As NASA’s NEAR Shoemaker and Japan’s Hayabusa robotic efforts verified, good asteroid science can be done minus humans on the scene.
“But look at how having astronauts actually there on the moon improved both the quantity and quality of the science return from Apollo,” Durda responded. “People have the judgment and creativity to select the best places to explore,” he said. When coupled with the dexterity offered by on-site, no-delay use of telerobotics in the early stages, human missions can gather primo science and samples.
Access to space resources
In general, a human mission to an asteroid offers an opportunity to take lunar-capable hardware and extend its reach to deep-space much sooner than would development of a full-up Mars-capable spacecraft, advised former astronaut Tom Jones, a veteran of four shuttle flights.
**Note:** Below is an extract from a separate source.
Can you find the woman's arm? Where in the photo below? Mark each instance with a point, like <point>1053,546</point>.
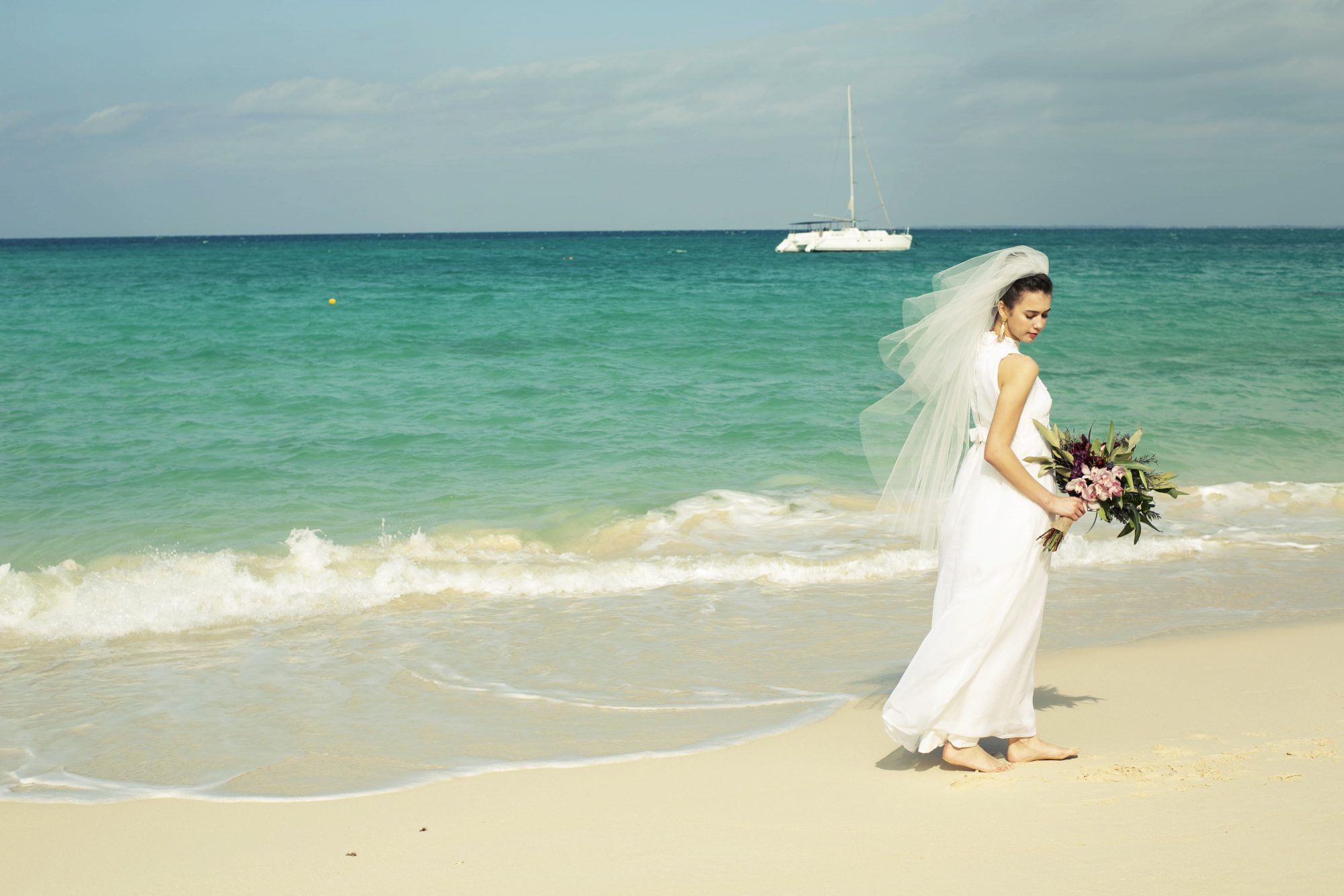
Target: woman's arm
<point>1017,375</point>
Expeditionary treks to the asteroids enable NASA to grapple with many of the deep-space challenges in operations, communications and life support without committing to a multi-year Mars mission profile, Jones told Space.com.
“And we should gain immediate scientific returns, potential access to space resources like water, and familiarity with complex operations around objects that present a potential hazard to Earth,” Jones added.
Can the infrastructure coming out of the Orion crew exploration vehicle work be utilized for asteroid journeys?
The Orion system could be the nucleus of an asteroid mission, Jones said, furnishing some of the propulsion, communication, and habitation space needed, as well as the obvious re-entry capability.
“By using the low Earth orbit-rendezvous approach planned for lunar missions, a spacecraft using other Constellation or international space station components might be able to perform a multimonth mission to a near-Earth object in a favorable orbit,” Jones said.
A human mission to an asteroid could be viewed somewhat as a gap filler.
“After a lunar visit, we face a long interval in Earth-moon space while we build up experience and technology for a Mars mission,” Jones said. An asteroid mission “could take us immediately into deep-space, sustaining program momentum, adding public excitement, and reducing the risk of a later Mars mission,” he said.
“Near-Earth object exploration is especially important if the moon turns out to be bereft of extractable resources,” Jones pointed out. “Astronauts could collect a rich array of samples from the most scientifically interesting sites on the near-Earth object — dating back to the earliest days of the solar system — set up a pilot resource extraction experiment, demonstrate technology necessary for a future near-Earth object deflection mission, and look back at Earth from millions of miles away. The view would be breathtaking,” he said.
A human journey to an asteroid stretches our deep-space legs, Jones said, “and challenges ourselves operationally even after we return to the moon.”
The key to sustaining a long and spirited exploration program “is to keep new results coming in and our imaginations looking out … way out beyond the moon,” Jones concluded.